A Hawke's Bay man facing several years' jail for crimes linked to more than 50 burglaries, after delaying his courtroom comeuppance for almost three years, will be able to share his children's birthday while on bail pending sentencing.
Continued electronically-monitored bail was ordered by Judge Bridget Mackintosh in Napier District Court today after Peter James Gray pleaded guilty to 58 charges, including three of burglary and 50 of receiving stolen property, laid after hordes of stolen property was found in August 2016 at the Bridge Pa home he shared with his mother.
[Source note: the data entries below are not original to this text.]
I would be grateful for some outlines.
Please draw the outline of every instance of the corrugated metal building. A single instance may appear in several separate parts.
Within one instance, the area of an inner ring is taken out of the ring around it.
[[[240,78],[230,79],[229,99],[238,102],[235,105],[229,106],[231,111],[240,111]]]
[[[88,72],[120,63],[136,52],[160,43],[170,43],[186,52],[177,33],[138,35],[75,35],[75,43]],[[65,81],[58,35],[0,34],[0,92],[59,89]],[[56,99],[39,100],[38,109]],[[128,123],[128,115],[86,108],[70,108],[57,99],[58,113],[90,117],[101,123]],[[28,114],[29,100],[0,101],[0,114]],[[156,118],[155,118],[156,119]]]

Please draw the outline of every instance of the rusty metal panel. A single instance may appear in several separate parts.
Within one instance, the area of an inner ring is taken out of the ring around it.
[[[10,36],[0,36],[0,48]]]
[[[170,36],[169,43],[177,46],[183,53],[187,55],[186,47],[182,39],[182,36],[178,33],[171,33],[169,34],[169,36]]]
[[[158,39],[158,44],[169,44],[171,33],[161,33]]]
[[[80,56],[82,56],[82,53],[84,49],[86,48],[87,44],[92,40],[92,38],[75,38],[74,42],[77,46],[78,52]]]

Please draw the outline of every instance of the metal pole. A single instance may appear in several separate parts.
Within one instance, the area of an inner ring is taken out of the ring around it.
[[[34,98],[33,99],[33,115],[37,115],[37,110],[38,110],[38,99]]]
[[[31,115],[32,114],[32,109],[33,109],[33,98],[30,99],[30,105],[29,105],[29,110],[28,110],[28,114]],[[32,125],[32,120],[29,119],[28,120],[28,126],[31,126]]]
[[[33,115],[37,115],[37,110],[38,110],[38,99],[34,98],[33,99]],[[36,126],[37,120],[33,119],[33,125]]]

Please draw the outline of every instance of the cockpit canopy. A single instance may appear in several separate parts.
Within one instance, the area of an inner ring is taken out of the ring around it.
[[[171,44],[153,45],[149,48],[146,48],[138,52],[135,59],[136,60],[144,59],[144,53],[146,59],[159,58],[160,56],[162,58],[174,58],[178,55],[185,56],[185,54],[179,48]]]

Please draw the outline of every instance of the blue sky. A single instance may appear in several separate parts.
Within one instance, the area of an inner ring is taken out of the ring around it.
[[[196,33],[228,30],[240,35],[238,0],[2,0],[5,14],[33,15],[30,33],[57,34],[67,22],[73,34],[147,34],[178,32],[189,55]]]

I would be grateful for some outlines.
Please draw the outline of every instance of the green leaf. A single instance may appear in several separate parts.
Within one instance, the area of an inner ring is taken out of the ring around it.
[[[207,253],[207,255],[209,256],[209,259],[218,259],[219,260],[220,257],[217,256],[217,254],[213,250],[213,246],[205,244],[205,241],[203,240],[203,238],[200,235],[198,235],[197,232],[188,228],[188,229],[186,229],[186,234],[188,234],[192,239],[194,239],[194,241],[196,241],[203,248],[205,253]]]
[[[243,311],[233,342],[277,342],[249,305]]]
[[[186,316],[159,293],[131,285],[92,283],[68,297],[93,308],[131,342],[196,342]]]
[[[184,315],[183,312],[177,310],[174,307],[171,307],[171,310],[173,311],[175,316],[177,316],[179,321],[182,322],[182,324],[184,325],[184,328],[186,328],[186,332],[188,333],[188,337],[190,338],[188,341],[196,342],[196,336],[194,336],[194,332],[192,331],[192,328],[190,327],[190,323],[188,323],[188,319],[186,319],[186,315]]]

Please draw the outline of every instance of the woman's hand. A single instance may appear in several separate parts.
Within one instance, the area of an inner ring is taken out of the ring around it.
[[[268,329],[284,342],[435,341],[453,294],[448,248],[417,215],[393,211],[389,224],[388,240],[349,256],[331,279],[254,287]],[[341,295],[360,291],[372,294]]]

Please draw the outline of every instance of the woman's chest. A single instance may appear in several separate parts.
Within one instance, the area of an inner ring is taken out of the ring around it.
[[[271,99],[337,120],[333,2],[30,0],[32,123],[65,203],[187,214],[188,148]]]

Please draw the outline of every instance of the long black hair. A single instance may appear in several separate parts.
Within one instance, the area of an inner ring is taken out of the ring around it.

Although had Gray previously breached bailand reoffended while on bail during the intervening two years and nine months since his arrest, the Judge accepted today that there had been no problems with him observing the conditions of recent electronic bail, during which he was able to mark his own 45th birthday last month.
During the prolonged pathway to his admissions, Gray and legal counsel denied involvement in most of the burglaries, claiming his grandfather had accrued the goods from garage sales.
Gray attempted to have all the victims give evidence at a trial which was thus expected to have lasted more than a fortnight, and he moved to have some of the charges heard in separate proceedings.
Pleading guilty after the Judge's previous sentence indication, Gray is scheduled to appear in the court again on July 5.
In the August 2017 search, police found stolen property estimated to be worth close to $150,000, including new kitchen and bathroom units and other construction materials, an attic staircase, tools, furniture, appliances, rugby training bolsters, and scaffolding he took to store materials he could not fit into the garage on the property.
Police raided the Bridge Pa property on August 25, and nailed Gray when he arrived soon afterwards in a vehicle with the wrong registration plates, and gunpowder and ammunition also in the vehicle.
The next day the property resembled an auction mart as burglary and theft complainants from crimes dating back two years arrived to identify their goods.